The WKV operator maintains two running accumulators (a numerator and a denominator) that track an exponential moving average of key-value interactions. At each time step, the accumulators are decayed by the factor exp(-w) and updated with the current key-value contribution. The decay rate w is a trainable per-channel parameter, meaning each feature dimension can forget past information at a different rate. A separate "bonus" parameter (u) allows the most recent token to be weighted differently from historical tokens, giving the model fine-grained control over recency bias.^[1]

The output of the WKV operator is then gated by the sigmoid of the receptance vector:

output_t = sigmoid(r_t) * WKV(k_t, v_t)

This gating mechanism controls how much of the computed attention-like output passes through to the residual stream. The receptance gate acts as a learned filter that determines channel-wise responsiveness to the aggregated past information.^[1]

The key insight is that the exponentials in this formulation can be interpreted two ways: during training (time-parallel mode), they resemble softmax normalization, enabling parallelization across the sequence through prefix-sum (scan) operations; during inference (RNN mode), they function as multiplicative decay in a persistent memory, enabling O(1) per-step computation. This mathematical equivalence is what allows the same model to switch seamlessly between modes.^[1]

Channel-Mixing Block

The channel-mixing block performs feature integration across the embedding dimensions (channels), where each element in the feature vector gathers information from other dimensions to update its own value. It follows a structure similar to the FFN in Transformers but uses RWKV-specific components:^[1]

A linear "key" projection followed by a squared ReLU nonlinearity (the element-wise square of ReLU activations), which provides stronger sparsity than standard ReLU
A linear "value" projection that produces the output
A sigmoid-applied "receptance" gate that multiplies the output element-wise, controlling the flow of information

The channel-mixing block also uses token shift for its inputs, with separate learned mixing parameters distinct from those used in the time-mixing block.^[1]

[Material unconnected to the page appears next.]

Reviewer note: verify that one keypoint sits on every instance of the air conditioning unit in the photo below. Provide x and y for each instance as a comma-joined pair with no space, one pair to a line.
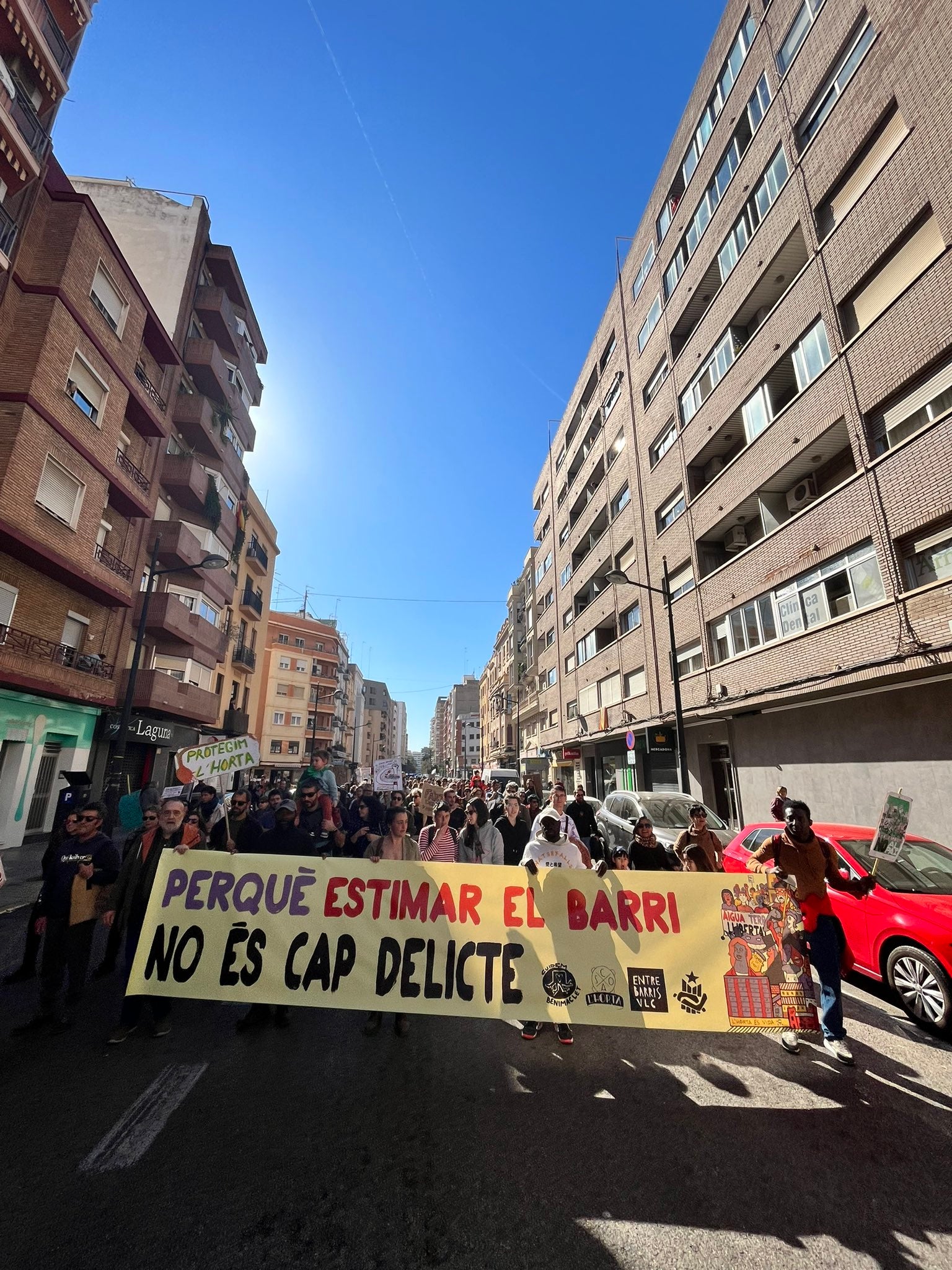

How can one model run as both a Transformer and an RNN?

A defining feature of RWKV is its ability to operate in two mathematically equivalent modes:

Mode	Used During	Complexity (Time)	Complexity (Memory)	Description
Time-Parallel	Training	O(BTd^2)	O(BTd)	Processes entire sequences in parallel across GPUs, similar to Transformer training
RNN	Inference	O(Td)	O(d)	Processes one token at a time with fixed-size state buffers, no KV cache needed

Here B is batch size, T is sequence length, and d is model dimension. The equivalence between these two modes is achieved through algebraic manipulation of the exponential terms in the WKV operator. This duality means the same set of trained weights can be used for both high-throughput batch processing and low-latency single-token generation without any conversion or approximation.^[1]

Version History

RWKV has evolved through seven major versions since its initial release in 2021, with each iteration introducing significant architectural improvements.^[10] The following table provides a summary of the key differences across versions.

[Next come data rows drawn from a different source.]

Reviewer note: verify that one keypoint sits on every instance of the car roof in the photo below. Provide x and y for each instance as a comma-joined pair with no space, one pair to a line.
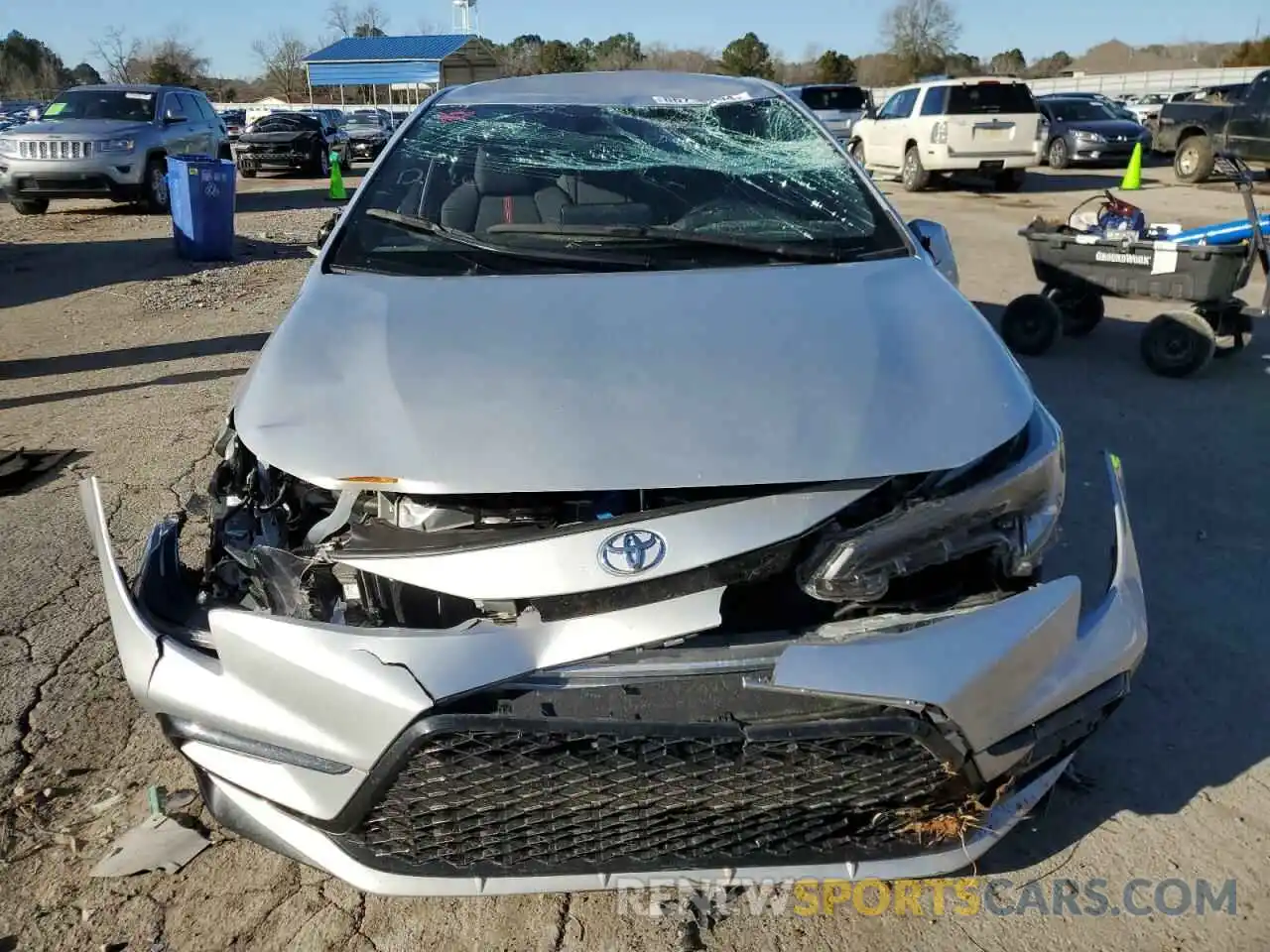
130,87
968,81
626,87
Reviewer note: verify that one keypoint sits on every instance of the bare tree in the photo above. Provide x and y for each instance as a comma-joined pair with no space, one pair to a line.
371,21
175,60
282,56
121,56
339,18
921,33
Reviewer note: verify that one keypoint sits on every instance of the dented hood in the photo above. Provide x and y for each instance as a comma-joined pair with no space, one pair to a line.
706,377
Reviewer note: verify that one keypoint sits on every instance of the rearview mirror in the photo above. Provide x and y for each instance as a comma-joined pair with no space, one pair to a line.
934,239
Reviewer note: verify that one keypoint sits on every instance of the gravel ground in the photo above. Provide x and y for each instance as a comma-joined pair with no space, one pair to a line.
119,352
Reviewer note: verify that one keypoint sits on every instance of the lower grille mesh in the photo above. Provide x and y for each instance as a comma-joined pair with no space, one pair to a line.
486,796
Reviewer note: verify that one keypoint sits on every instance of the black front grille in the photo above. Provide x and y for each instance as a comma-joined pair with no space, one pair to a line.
494,796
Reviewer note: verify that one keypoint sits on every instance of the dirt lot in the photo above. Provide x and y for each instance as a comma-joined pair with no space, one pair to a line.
114,349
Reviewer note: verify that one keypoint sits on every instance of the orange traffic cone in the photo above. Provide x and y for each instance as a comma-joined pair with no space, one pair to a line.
1132,180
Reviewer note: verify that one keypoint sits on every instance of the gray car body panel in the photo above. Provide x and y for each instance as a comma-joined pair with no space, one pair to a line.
790,373
772,375
343,694
123,169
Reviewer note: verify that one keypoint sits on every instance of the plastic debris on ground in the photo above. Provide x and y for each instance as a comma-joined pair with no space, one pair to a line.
21,467
157,843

Version	Codename	Year	State Type	Decay Mechanism	Token Shift	Key Innovation
RWKV-4	Dove	2023	Vector	Fixed (w parameter)	lerp	First published paper, scaled to 14B
RWKV-5	Eagle	2023	Matrix-valued	Fixed per-head	lerp	Multi-headed matrix states (32x capacity)
RWKV-6	Finch	2023-2024	Matrix-valued	Dynamic per-timestep	ddlerp + LoRA	Data-dependent recurrence, state tuning
RWKV-7	Goose	2024-2025	Matrix-valued	Generalized delta rule	Simplified	Dynamic state evolution, regular language recognition

RWKV-1 (August 2021)

The first version replaced attention with long convolution and introduced the alternating time-mixing and channel-mixing block structure. It drew inspiration from the Attention Free Transformer (AFT) architecture proposed by Zhai et al.^[10]

RWKV-2 (2022)

The second version introduced the first true RNN formulation, implementing exponential moving averages for key-value pairs and a headQK mechanism for in-context learning. This version achieved genuine RNN-style inference with fixed-size hidden states, establishing the dual-mode property that became central to the architecture.^[10]

RWKV-3 (2022)

A transitional version that added trainable TimeMix factors for the R, K, and V parameters and switched from post-layer normalization to pre-layer normalization, improving training stability and convergence behavior.^[10]

RWKV-4 "Dove" (May 2023)

The first version published with a formal research paper, accepted at the Findings of EMNLP 2023.^[1] The paper, "RWKV: Reinventing RNNs for the Transformer Era," had 34 co-authors led by Bo Peng.^[1] RWKV-4 resolved numerical stability issues in the WKV operator and introduced the formal token shift concept using causal convolution. Models were released in sizes from 169M to 14B parameters, all trained on the Pile dataset (331 billion tokens).^[1] The authors summarize the result directly: "We scale our models as large as 14 billion parameters, by far the largest dense RNN ever trained, and find RWKV performs on par with similarly sized Transformers."^[1]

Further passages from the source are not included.